# Emissions. . . . what don't I need.



## Quickzx (Apr 27, 2010)

Hey all, I'd like to clean up the engine bay on my 86 300zxt want to know what isn't needed. Can I take off most of the crap on the front left wheel-well? Specifically what should stay? And should the vaccum lines that lead to it be plugged? Any info would help eventually want to run intercooler piping through the wheel well. Thanks for you time cheers!


----------



## AZ-ZBum (Nov 21, 2004)

Emissions are all required unless you are only planning on a vehicle that is NEVER used on public roads. If you have to ask, then you aren't smart enough to remove anything.


----------



## Quickzx (Apr 27, 2010)

I don't have to ask actually I went and did it anyways and its running great thanks for your help NOT, and I will happily drive along public roads with more hp. The emissions crap doesn't do anything on these cars and since its older than 87 theres no emissions testing.


----------



## skittle (Apr 27, 2010)

Even if there is no testing its still ILLEGAL! Its like smoking weed at school you know they wont test you but its still wrong.
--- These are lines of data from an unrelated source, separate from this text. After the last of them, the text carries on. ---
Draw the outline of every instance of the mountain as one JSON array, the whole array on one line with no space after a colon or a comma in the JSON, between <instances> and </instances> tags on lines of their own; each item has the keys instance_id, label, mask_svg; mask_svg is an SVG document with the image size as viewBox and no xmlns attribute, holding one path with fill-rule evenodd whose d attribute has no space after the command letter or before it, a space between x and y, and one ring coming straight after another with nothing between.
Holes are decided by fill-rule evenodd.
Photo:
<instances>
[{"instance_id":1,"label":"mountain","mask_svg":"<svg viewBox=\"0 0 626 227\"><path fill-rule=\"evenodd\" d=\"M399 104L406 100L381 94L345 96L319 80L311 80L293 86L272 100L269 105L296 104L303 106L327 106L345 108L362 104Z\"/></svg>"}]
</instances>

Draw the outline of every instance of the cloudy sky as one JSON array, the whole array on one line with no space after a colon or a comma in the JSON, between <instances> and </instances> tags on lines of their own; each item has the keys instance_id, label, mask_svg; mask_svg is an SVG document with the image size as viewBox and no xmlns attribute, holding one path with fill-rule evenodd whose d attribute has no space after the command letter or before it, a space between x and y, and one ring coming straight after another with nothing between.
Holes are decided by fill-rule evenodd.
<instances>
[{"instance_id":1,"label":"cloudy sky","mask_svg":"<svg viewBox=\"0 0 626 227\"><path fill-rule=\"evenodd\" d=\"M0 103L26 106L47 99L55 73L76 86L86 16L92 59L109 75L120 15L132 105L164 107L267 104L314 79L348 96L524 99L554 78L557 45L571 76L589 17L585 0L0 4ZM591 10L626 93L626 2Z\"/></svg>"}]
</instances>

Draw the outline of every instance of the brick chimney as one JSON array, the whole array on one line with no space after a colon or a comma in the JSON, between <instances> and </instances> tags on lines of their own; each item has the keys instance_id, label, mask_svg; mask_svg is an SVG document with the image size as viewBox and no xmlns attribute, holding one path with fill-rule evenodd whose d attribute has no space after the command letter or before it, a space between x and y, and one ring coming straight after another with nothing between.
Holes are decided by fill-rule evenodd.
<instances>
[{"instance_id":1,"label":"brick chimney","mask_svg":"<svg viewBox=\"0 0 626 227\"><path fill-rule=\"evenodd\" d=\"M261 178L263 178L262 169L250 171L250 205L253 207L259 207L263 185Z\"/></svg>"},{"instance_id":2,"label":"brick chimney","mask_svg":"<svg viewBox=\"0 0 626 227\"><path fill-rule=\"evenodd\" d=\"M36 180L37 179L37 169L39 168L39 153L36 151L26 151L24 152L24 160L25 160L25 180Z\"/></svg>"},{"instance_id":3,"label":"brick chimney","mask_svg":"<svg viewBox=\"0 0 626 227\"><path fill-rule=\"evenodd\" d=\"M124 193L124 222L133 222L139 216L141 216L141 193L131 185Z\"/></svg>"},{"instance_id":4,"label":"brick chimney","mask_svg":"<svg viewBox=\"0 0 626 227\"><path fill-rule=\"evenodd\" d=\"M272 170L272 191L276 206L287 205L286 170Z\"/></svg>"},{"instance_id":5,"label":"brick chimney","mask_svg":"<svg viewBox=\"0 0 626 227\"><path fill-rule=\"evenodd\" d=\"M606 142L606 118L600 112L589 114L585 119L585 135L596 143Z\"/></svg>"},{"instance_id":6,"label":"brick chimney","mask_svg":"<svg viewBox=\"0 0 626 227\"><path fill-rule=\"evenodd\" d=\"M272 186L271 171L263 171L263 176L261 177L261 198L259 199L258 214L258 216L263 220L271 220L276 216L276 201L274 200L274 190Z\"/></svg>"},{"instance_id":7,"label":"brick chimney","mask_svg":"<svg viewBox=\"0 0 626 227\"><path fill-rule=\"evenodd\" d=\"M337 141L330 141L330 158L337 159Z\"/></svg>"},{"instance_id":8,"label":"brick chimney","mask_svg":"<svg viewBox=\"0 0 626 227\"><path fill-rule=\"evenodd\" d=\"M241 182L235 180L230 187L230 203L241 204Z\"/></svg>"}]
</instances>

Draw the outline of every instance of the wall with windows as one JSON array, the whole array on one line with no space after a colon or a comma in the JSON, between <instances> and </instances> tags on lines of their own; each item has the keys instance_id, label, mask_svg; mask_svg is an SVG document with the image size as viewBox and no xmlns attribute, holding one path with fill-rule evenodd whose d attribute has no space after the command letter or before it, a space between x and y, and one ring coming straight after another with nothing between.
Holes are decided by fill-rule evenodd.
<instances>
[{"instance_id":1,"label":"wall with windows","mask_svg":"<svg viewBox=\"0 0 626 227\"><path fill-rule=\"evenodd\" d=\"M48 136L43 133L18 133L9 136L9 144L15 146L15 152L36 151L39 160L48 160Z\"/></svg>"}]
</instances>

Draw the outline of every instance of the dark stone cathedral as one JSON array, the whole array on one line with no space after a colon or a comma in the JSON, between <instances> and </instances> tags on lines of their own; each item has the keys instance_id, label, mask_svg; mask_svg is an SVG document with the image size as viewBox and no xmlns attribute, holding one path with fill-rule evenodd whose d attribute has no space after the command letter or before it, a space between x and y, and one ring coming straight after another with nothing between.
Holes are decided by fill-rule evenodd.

You can always just reroute most of the hoses and parts to make room for the IC piping though.


----------



## Quickzx (Apr 27, 2010)

Well could be worse could put noss on it and risk everyones life on the road haha. Sounds a lot better with a gutted cat to. Ya I just took it all of and plugged the vaccum hoses that ultimately ran to the exhaust, its just going to make things a lot easier for putting in the IC


----------